5. The Future of Independent Media is in Our Hands! Throughout the book, we document many cases where independent media makers have worked closely with their fans and publics to insure that their projects get completed and seen — from the political documentaries of Brave New Film to Nina Paley’s charming animated feature, Sita Sings the Blues. We were writing about the power of Kickstarter long before Veronica Mars, and we place crowd-funded projects in a larger context of a range of different strategies for co-production that are helping sustain independent media production at the current moment. Taken as a whole, these projects demonstrate how independent filmmakers could, at least in theory, collaborate with their audiences at each step of the production, distribution, and promotion process. Independent filmmakers have historically had to give up some degree of control over their films in working with commercial distributors, and some are embracing these collaborative strategies because they feel more aligned with the values and interests of their supporters than with those of commercial distributors. These systems tend to pull aspects of independent filmmaking closer to gift economy logic, where the exchange between artists and audience fosters sentimental, symbolic, and, with luck, exchange value through building feelings of reciprocity.

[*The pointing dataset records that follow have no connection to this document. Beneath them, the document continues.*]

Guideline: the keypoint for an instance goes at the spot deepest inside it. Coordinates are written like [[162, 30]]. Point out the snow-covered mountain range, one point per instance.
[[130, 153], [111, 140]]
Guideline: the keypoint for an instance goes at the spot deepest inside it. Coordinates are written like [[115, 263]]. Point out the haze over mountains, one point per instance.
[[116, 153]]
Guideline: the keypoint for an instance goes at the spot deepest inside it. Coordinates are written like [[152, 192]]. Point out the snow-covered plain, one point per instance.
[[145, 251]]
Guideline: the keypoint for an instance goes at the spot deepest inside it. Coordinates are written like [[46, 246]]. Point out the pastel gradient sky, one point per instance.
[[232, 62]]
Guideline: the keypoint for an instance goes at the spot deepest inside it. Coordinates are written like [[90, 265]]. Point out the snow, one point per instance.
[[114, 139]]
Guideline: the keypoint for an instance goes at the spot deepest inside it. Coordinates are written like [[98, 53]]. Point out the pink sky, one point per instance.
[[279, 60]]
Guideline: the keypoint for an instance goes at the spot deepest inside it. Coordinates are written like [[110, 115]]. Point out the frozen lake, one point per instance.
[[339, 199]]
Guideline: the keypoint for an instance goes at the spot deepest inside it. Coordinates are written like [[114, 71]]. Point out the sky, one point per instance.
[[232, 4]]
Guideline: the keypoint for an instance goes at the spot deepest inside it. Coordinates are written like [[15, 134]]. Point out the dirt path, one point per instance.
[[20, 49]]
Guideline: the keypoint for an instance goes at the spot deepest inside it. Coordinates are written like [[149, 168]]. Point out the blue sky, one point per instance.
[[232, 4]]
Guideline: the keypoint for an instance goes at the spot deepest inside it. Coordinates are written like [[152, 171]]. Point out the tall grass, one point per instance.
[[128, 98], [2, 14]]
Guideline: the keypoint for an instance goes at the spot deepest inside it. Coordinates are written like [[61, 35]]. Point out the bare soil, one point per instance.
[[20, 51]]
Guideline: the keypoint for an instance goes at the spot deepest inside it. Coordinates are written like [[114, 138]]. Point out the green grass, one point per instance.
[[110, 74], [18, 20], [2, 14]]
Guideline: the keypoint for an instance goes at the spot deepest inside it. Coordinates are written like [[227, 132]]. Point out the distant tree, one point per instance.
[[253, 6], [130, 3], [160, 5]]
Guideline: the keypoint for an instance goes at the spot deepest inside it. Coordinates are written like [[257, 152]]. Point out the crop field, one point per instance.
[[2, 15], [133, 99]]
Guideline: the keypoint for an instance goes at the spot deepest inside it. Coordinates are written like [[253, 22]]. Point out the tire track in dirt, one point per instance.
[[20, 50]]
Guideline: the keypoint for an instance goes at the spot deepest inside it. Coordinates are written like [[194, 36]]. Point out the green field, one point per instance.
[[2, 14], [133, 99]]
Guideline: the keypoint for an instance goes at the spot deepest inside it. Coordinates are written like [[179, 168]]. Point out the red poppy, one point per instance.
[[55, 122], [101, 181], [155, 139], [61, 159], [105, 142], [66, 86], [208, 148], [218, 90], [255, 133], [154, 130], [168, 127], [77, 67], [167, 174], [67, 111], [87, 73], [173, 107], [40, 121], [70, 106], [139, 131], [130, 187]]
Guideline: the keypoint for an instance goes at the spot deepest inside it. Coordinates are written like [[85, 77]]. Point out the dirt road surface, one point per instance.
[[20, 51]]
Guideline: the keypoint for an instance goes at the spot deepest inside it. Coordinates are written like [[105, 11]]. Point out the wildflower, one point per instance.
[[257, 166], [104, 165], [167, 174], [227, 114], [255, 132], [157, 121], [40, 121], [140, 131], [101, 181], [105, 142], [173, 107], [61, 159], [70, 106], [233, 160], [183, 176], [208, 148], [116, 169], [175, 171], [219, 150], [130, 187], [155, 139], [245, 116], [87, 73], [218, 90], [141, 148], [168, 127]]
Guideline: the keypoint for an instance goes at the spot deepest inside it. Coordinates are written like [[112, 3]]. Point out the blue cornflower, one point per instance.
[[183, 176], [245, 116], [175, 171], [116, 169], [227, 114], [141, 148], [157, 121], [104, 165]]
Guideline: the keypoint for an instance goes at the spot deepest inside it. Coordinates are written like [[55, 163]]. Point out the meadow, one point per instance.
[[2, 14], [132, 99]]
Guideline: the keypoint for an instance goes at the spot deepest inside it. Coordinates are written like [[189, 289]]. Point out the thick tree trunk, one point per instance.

6. The World Is Not Flat! Transmedia producers now operate in a global context. More and more transmedia companies are working across a range of national contexts, but more than that, they are creating content which is consumed — legally or not — by audiences all across the planet. The world is not flat: media flows unevenly across national borders, and the translation of transmedia content often lags behind the translation of “mothership” content, but a transmedia producer should be aware of those factors that may be spreading their content to new audiences in other markets. Our book looks at many different examples of media content which flows across national borders — including telenovelas for Latin America, Bollywood films from India, anime from Japan, or action films from Nigeria. We explore the ways that this content enters a new market often through collaborations between immigrants seeking content from their homelands and pop cosmopolitans seeking content which is different from the same-old-stuff from their local market. Here, as with other spreadable content, media travels because it can be made meaningful for the networks that help pass it along. We argue that initially at least, some forms of “piracy” help to open new markets and may increase rather than decrease the value of your content.